Simon Waters joined the staff of the Sonic Arts Research Centre at Queen’s University Belfast in September 2012, moving from his previous role as Director of Studios at the University of East Anglia (1994 - 2012). He initially established a reputation as an electroacoustic composer, with awards and commissions and broadcasts in the UK and abroad, working with many contemporary dance and physical theatre companies and visual artists including Ballet Rambert, Adventures in Motion Pictures and the Royal Opera House Garden Venture, and with pioneering multimedia theatre practitioners Moving Being.
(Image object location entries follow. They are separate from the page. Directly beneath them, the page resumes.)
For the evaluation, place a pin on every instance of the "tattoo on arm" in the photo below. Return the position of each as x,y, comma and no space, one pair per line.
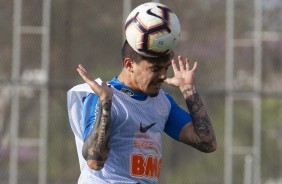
97,145
205,138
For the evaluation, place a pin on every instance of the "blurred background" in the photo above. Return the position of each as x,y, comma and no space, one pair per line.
238,44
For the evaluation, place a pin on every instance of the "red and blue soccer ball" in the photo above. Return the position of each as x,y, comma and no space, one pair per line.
152,29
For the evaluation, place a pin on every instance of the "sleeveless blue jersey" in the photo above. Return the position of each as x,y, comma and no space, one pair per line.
138,122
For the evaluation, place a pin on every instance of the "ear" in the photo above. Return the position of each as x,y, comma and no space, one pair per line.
128,64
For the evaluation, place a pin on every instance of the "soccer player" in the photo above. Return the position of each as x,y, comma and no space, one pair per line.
118,125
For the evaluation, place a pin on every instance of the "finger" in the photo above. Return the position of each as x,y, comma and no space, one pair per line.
174,66
80,66
181,63
187,64
195,66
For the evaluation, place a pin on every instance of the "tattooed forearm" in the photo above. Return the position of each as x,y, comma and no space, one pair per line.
96,147
204,139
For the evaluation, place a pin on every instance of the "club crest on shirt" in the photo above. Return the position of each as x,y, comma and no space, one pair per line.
127,91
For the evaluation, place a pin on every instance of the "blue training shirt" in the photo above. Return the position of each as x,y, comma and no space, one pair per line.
176,120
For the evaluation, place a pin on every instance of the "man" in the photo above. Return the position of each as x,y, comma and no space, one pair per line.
123,120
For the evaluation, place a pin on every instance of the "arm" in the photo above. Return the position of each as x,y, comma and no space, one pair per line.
199,133
96,147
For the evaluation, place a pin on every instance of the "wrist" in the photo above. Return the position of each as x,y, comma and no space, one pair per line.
188,90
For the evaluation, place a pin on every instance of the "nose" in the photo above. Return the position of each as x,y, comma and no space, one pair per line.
163,75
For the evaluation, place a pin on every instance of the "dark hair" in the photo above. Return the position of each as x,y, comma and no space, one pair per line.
128,52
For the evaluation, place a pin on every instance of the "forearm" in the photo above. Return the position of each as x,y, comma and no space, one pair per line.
203,137
96,147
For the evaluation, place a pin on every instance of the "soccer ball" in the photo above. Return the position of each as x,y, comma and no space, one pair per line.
152,29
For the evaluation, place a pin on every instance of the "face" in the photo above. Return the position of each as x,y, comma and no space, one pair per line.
148,77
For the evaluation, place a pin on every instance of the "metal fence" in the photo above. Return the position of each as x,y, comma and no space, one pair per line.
238,46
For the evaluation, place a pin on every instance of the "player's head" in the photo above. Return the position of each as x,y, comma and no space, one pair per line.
128,52
145,74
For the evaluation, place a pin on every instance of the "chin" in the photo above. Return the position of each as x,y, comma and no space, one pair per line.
153,94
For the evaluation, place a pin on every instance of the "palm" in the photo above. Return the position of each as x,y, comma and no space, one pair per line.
103,90
182,75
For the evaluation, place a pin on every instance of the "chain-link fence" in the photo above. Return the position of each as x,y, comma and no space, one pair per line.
239,78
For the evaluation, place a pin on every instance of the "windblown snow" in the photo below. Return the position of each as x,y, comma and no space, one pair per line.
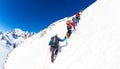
94,45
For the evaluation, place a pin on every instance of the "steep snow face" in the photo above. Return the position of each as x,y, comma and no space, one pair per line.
94,45
12,39
9,40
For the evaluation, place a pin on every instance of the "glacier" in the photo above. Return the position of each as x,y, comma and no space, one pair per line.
94,45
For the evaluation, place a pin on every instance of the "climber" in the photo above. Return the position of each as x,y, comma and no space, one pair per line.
77,16
69,28
74,21
54,46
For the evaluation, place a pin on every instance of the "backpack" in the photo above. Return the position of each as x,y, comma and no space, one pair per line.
54,41
69,27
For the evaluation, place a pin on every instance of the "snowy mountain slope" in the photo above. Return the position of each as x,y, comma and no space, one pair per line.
95,44
9,40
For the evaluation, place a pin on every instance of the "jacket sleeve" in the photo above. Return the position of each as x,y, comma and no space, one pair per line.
62,39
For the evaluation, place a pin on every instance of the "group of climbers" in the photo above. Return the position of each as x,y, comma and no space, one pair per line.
54,42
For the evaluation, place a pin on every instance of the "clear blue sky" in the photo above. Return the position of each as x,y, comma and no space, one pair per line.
35,15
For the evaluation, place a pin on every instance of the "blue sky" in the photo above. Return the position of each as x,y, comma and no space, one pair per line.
35,15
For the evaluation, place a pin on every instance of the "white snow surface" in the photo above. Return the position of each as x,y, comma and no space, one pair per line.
94,45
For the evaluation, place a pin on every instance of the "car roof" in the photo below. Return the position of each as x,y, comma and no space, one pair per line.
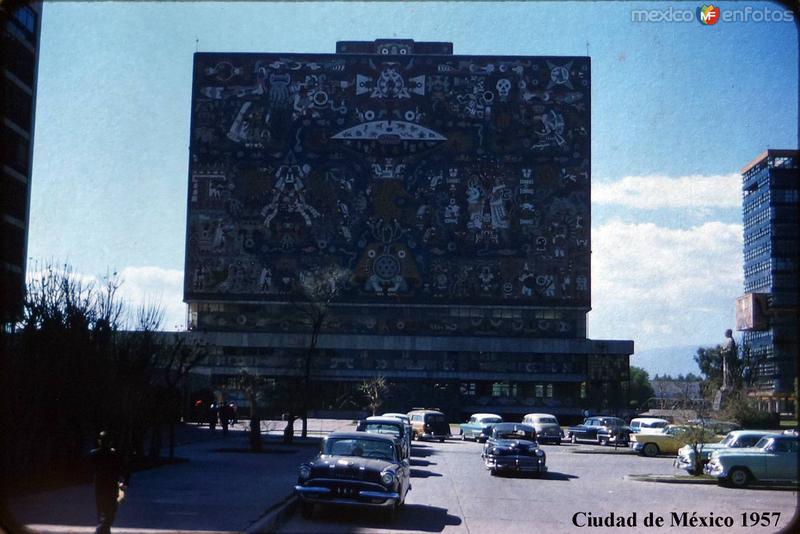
360,435
539,415
383,420
649,420
513,426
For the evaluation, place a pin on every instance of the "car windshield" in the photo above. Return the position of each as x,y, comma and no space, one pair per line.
366,448
382,428
514,434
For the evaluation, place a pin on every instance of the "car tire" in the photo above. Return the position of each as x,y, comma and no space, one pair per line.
650,450
388,513
738,477
307,510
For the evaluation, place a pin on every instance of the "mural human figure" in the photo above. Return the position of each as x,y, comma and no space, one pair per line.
729,355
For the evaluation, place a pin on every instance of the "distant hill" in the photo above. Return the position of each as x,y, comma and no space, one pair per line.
678,360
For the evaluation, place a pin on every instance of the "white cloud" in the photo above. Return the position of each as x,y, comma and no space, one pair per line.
656,191
662,286
142,286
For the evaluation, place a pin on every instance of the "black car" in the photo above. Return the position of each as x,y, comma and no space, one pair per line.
512,448
355,469
599,429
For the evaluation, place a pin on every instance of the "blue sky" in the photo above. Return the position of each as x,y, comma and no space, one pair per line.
678,108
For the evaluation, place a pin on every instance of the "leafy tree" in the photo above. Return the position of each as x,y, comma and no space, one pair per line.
640,388
374,390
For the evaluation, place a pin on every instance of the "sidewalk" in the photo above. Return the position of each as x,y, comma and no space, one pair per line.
220,488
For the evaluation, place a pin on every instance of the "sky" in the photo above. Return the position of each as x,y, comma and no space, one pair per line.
678,108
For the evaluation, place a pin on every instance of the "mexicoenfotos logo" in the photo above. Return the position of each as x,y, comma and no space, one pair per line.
708,15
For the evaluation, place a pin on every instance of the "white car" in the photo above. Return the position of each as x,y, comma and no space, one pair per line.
772,459
547,427
736,439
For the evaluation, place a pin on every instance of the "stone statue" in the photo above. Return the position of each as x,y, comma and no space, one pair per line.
730,361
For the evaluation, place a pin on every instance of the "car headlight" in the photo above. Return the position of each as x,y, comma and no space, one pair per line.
305,471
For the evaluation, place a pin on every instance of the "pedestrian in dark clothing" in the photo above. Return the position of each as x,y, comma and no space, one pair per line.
109,477
212,416
224,418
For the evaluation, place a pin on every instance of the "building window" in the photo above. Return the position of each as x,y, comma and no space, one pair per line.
504,389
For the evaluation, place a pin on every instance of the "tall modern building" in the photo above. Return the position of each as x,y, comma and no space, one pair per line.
444,202
19,55
769,311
From a focus on electroacoustic works for contemporary dance in the 1980s, his work has shifted from studio-based acousmatic composition to a position which reflects his sense that music is at least as concerned with human action as with acoustic fact. His current research explores continuities between tactility and hearing, and is particularly concerned with space as informed by and informing human presence, rather than as a benign ‘parameter’. He has supervised over fifty research students in areas as diverse as improvising machines, inexpertise and marginal competence in musical interaction, silence and silencedness, soundscape and acoustic ecology, real-time audio-visual composition and performance systems design as well as in more explicitly ‘compositional’ areas.

His publications are similarly diverse, recent examples exploring empathy and ethics in improvised conduct, early nineteenth century woodwind instrument production in London, the notion of the ‘local’ in a ubiquitously digitized world, and hybrid physical/virtual instrument design.